La educación alimentaria se convierte entonces en un punto clave en el tratamiento, seguimiento y adherencia de los pacientes a una alimentación libre de gluten. Es muy importante poder asesorarlos en relación a los alimentos que pueden consumir, ya que si bien ellos pueden conocer mejor que cualquiera el listado de alimentos sin TACC, la gran mayoría de los productos constituyen ultraprocesados, con altos contenidos de azucares simples, sodio, grasas hidrogenadas y aditivos, que además de tener un costo más elevado que los productos normales, su consumo desmedido puede terminar afectando la salud, provocando otras enfermedades no deseadas como la obesidad, hipertensión y diabetes.
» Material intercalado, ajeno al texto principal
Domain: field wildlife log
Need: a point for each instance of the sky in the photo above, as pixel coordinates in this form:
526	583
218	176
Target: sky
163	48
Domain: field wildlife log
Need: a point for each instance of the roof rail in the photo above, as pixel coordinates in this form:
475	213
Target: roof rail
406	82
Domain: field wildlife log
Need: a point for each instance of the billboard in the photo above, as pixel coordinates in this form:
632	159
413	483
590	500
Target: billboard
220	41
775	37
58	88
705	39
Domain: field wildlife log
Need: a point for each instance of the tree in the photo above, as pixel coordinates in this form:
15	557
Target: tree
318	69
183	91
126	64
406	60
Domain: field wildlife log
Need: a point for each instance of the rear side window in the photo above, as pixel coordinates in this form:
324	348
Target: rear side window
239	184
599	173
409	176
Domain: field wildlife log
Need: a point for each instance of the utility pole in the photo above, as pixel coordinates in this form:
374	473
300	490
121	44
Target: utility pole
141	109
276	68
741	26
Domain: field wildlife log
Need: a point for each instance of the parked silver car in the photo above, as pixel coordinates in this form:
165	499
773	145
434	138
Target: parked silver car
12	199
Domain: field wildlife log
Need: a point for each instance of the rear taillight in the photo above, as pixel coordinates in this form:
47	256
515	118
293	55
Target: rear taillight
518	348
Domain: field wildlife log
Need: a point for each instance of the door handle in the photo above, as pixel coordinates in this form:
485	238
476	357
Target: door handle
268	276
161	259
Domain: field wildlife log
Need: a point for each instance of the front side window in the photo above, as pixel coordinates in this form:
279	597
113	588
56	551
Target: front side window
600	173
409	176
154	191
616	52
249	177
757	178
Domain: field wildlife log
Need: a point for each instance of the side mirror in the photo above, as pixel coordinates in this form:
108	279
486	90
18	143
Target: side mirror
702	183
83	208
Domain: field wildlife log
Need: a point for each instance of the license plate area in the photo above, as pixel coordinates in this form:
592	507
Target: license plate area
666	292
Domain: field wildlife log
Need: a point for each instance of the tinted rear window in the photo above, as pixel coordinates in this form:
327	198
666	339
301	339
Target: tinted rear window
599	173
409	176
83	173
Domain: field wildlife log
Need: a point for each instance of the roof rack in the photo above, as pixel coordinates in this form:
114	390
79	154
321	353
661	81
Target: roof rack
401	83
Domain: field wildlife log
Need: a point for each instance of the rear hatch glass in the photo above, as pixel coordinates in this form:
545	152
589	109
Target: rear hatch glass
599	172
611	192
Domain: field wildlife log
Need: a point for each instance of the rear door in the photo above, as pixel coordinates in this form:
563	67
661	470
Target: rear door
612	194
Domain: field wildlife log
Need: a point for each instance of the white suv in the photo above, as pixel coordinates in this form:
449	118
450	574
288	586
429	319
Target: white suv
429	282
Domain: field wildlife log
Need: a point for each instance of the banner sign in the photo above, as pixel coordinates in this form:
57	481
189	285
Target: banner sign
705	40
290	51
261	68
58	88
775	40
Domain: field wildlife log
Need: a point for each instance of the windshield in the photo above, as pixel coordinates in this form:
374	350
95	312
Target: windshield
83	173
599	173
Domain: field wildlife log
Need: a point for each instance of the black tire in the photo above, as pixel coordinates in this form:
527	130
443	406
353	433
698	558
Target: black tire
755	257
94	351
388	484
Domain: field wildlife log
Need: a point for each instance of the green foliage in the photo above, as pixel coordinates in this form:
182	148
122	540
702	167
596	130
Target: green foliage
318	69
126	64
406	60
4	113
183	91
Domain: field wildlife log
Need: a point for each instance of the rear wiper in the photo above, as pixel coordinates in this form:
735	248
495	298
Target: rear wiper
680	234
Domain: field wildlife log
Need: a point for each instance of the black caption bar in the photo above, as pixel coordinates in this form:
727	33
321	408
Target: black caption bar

Es importante entonces priorizar el consumo de comida elaborada en el hogar, teniendo todos los recaudos necesarios para evitar la contaminación cruzada. Dentro de los alimentos que se pueden consumir están todos los productos naturales como carnes, hortalizas y frutas, legumbres y huevos. Y existen muchas otras harinas libres de gluten que se pueden utilizar como la harina de legumbres, de otros cereales como el trigo sarraceno, mijo, sorgo, quínoa, algarroba, fécula de mandioca, harina de arroz, de maiz. Se pueden preparar variedad de recetas caseras utilizando la imaginación, desde pan, chipas, mbeyu, galletitas con frutas, pures de legumbres, hamburguesas caseras, hummus, o utilizar otros cereales en reemplazo de los fideos y las pastas comunes, con excelentes propiedades nutricionales, como por ejemplo la quinoa, la gran variedad de legumbres, el arroz integral o yamani.